Neste sentido poderemos utilizar alguns critérios que indicarão a escolha das medidas preventivas mais
eficazes:
· Conformidade com a lei
Deve-se adotar uma prevenção que não entre em choque com a legislação vigente.
· Custo benefício
Deve-se buscar uma prevenção cuja execução seja viável economicamente
· Substituição do risco
Deve-se procurar substituir um risco maior por um de menor grau.
· Aumento da carga de trabalho
Deve-se evitar que a prevenção escolhida possa resultar em aumento de carga de trabalho e/ou
alteração significativa da rotina de trabalho dos funcionários.
· Generalização
Deve-se buscar prevenções de caráter genérico, isto é, que possam ser aplicadas em diversas áreas,
diante de problemas similares.
· Estabilidade
Deve-se escolher a prevenção que mantenha sua eficácia pelo maior período de tempo possível.

ESTUDO DE CASO
EXEMPLO EXTRAÍDO DA APOSTILA DA RHODIA SOBRE METODOLOGIA DA A.D.C.

São 14 horas e acabou de chover.


Em uma rua da fábrica o Sr. Oscar dirige a um rebocador puxando um carreta com uma pesada carga de
caixas empilhadas que contém suportes metálicos usados.
A rua é um declive e na parte baixa, em frente ao portão de entrada da fábrica a empilhadeira deve virar à
direita, em direção ao almoxarifado, onde a carga deve ser entregue.
Em razão do declive da rua, a empilhadeira e o reboque atingem uma certa velocidade. O Sr Oscar ainda
tenta frear, mas o freio gasto é insuficiente para segurar o veículo.
A empilhadeira atinge 20 km/h quando começa fazer a curva. Na curva o carregamento, que não estava
amarrado, desloca-se sobre a carreta.
A maior parte das caixas cai, e algumas delas se quebram, espalhando os suportes metálicos pelo chão.
Exatamente nesse instante, com o seu ciclomotor, Renato entra na fábrica, onde ele vão trabalhar.
Percebendo o caminho interrompido, ele freia bruscamente, mas o ciclomotor derrapa no chão molhado.
Renato perde o equilíbrio e cai violentamente ao chão, machucando o cotovelo direito e o joelho.

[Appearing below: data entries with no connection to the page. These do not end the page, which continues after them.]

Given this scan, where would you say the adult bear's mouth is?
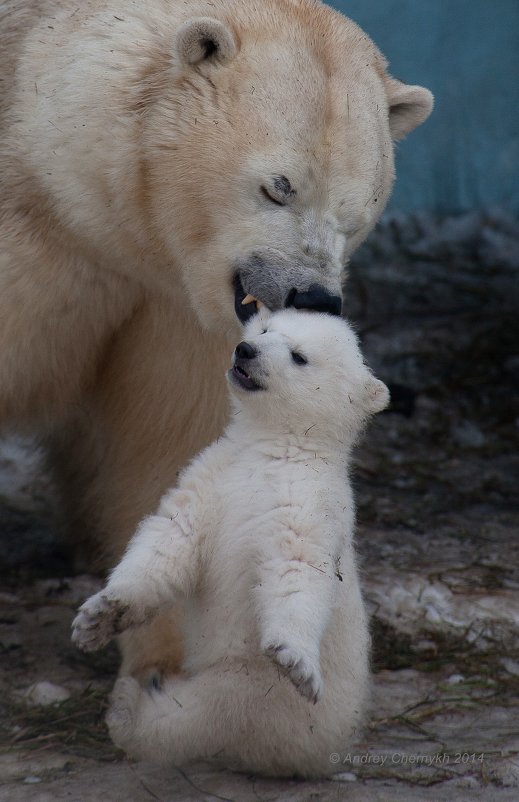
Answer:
[233,273,263,323]
[233,266,342,323]
[228,362,264,390]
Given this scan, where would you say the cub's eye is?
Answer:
[260,186,285,206]
[290,351,308,365]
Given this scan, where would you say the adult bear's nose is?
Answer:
[234,342,258,359]
[285,284,342,315]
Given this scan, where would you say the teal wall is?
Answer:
[330,0,519,212]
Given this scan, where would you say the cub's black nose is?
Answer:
[285,284,342,315]
[234,342,257,359]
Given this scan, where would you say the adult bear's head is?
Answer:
[143,0,432,329]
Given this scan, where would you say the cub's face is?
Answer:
[144,0,432,333]
[227,309,389,437]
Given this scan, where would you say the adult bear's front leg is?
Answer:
[55,298,234,680]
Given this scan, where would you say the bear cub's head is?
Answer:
[227,309,389,442]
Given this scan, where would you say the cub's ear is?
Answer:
[385,75,434,139]
[364,376,389,415]
[175,17,238,64]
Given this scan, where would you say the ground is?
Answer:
[0,211,519,802]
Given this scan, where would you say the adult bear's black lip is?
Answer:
[232,273,258,323]
[228,361,264,391]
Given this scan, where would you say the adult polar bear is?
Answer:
[0,0,432,671]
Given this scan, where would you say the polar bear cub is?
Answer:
[73,310,388,776]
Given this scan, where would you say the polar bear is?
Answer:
[73,309,388,776]
[0,0,432,673]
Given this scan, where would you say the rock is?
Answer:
[24,681,70,706]
[451,420,487,448]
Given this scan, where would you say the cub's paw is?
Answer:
[72,591,128,652]
[106,677,144,757]
[265,643,323,705]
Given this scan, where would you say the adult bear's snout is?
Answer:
[285,284,342,315]
[234,341,258,359]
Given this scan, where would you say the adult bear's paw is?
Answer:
[265,643,323,704]
[72,591,128,652]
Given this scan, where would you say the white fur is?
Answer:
[73,310,388,775]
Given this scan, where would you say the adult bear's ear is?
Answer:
[384,75,434,139]
[175,17,238,65]
[364,376,389,415]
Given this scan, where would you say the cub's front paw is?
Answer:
[72,591,128,652]
[106,677,143,757]
[265,643,323,705]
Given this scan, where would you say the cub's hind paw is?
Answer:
[265,644,323,705]
[72,591,128,652]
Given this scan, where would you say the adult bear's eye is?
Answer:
[290,351,308,365]
[260,185,285,206]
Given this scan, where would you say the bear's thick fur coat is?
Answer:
[73,310,388,776]
[0,0,432,672]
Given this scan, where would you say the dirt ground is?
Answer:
[0,211,519,802]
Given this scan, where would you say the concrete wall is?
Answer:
[330,0,519,212]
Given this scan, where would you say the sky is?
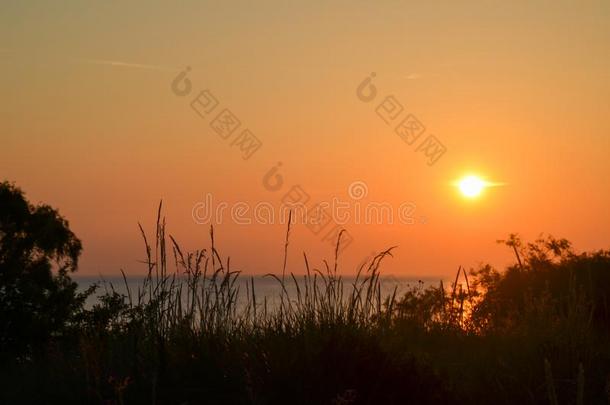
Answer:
[0,1,610,277]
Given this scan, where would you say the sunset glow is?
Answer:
[458,176,487,198]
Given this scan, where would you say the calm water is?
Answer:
[74,276,440,308]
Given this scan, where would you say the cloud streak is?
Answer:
[77,58,179,72]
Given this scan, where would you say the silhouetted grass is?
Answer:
[0,206,610,404]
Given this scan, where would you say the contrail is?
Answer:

Quantos fatos você encontrou ?


Compare a lista que você anotou com a lista padrão abaixo:

Levantamento dos fatos:

1. Derrapagem do ciclomotor
2. Caixas e suportes no chão
3. Velocidade de 20 km/h
4. Carga pesada
5. Curva fechada
6. Carga caiu do reboque
7. Viu o caminho bloqueado
8. Entrava na fábrica
9. Vindo trabalhar
10. Queda no chão
11. Ferimento
12. Chão molhado
13. Rua em declive
14. Freios da empilhadeira insuficientes
15. Carga não amarrada
16. Freada brusca

Agora procure o último fato e inicie a montagem da ADC NÃO ESQUECENDO DE FAZER AS
PERGUNTAS.

· O que causou ESTE fato ( o que foi preciso para que ele ocorresse) ?

· Isto foi necessário e suficiente ?

Existem diferentes tipos de ligação:

ENCADEAMENTO: um fato tem somente uma causa


Exemplo: uma queda tem como causa um escorregão

CONJUNÇÃO: um fato tem duas ou mais causas


Exemplo: não poder parar a tempo por estar em rua com declive e estar com freio deficiente.

DISJUNÇÃO: dois ou mais fatos tem a mesma causa


Exemplo: um galho de árvore quebrado e um fio telefônico arrancado tem como causa uma tempestade.